Genomatica converts sugar from corn wet mills, sugar cane and sugar beet — among other sources — into butanediol (BDO), a chemical used to make everything from the plastics in consumer electronics and cars, to the spandex and foam found in athletic shoes and apparel.

The chief executive and founder of Genomatic, Christophe Schilling, explained:

“Our scientists used computational modeling and simulation of metabolism to study how living cells function, then designed and developed organisms that produce BDO directly from sugar. No other company does this, and there’s no naturally occurring organism that makes BDO. We project — using renewable feedstock and our proprietary processes — we will save on the order of 70 perecent of CO2-emissions, and use 60 percent less energy to produce BDO, and other chemicals.”
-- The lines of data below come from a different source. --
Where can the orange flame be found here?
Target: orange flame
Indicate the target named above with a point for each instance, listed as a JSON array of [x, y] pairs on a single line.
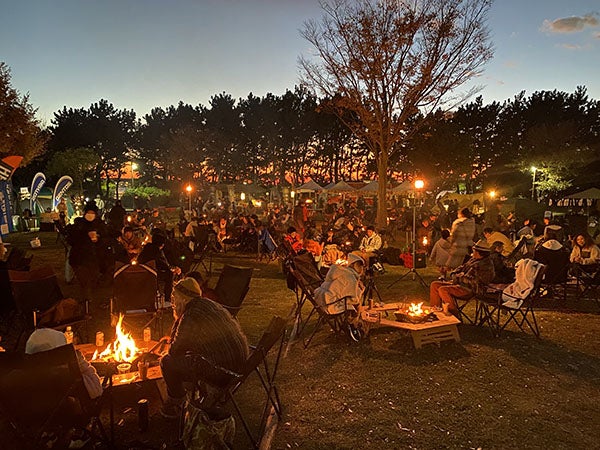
[[415, 309], [122, 349]]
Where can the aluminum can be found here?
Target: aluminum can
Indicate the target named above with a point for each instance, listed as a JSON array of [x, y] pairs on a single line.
[[99, 339], [143, 414]]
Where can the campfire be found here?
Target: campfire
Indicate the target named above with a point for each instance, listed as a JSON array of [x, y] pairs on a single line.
[[123, 349], [415, 313]]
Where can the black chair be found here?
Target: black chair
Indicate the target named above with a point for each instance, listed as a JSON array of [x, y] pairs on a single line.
[[232, 287], [136, 295], [498, 309], [256, 363], [43, 394], [38, 297], [202, 250]]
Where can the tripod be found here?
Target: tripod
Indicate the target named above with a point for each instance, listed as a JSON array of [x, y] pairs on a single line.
[[412, 270], [370, 289]]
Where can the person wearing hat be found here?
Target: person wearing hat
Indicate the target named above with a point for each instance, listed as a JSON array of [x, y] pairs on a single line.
[[342, 290], [467, 279], [86, 236], [206, 344]]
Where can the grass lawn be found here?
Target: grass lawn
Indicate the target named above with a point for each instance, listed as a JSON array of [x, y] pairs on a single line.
[[515, 391]]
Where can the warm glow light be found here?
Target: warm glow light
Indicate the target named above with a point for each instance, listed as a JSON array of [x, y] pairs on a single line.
[[415, 309], [122, 349]]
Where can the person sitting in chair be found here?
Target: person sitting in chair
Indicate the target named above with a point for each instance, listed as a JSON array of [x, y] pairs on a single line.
[[207, 346], [467, 279], [370, 244], [343, 282], [153, 251]]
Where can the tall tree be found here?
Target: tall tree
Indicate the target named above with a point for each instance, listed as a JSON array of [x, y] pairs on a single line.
[[20, 132], [385, 60]]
Through their partnership Mitsubishi Chemical and Genomatica plan to: build the first commercial “bio-BDO” plant in Asia as a joint venture; and to develop additional, sustainable chemicals and applications using Genomatica’s technology.

Mitsubishi is an equity investor in Genomatica, and was part of the company’s recent, $45 million Series C-1 funding round. In total, the startup has raised about $85 million from investors including: Alloy Ventures, Bright Capital, Draper Fisher Jurvetson, Mitsubishi Chemical Corporation, Mohr Davidow Ventures, TPG Biotech, VantagePoint Venture Partners and Waste Management.

Company: Genomatica
Website: genomatica.com
Funding: $101M

Genomatica is the emerging leader in sustainable chemicals: ‘greener’ intermediate and basic chemicals that we make from renewable feedstocks, and at lower cost. Its products act as direct replacements in a trillion-dollar global market that is currently based on fossil fuels. Genomatica bring substantial and unique technology that transforms the industry’s economics. This allows the company and its partners to build commercial manufacturing plants at substantially lower capex, and to produce chemicals for less than our petro-based competition, while being...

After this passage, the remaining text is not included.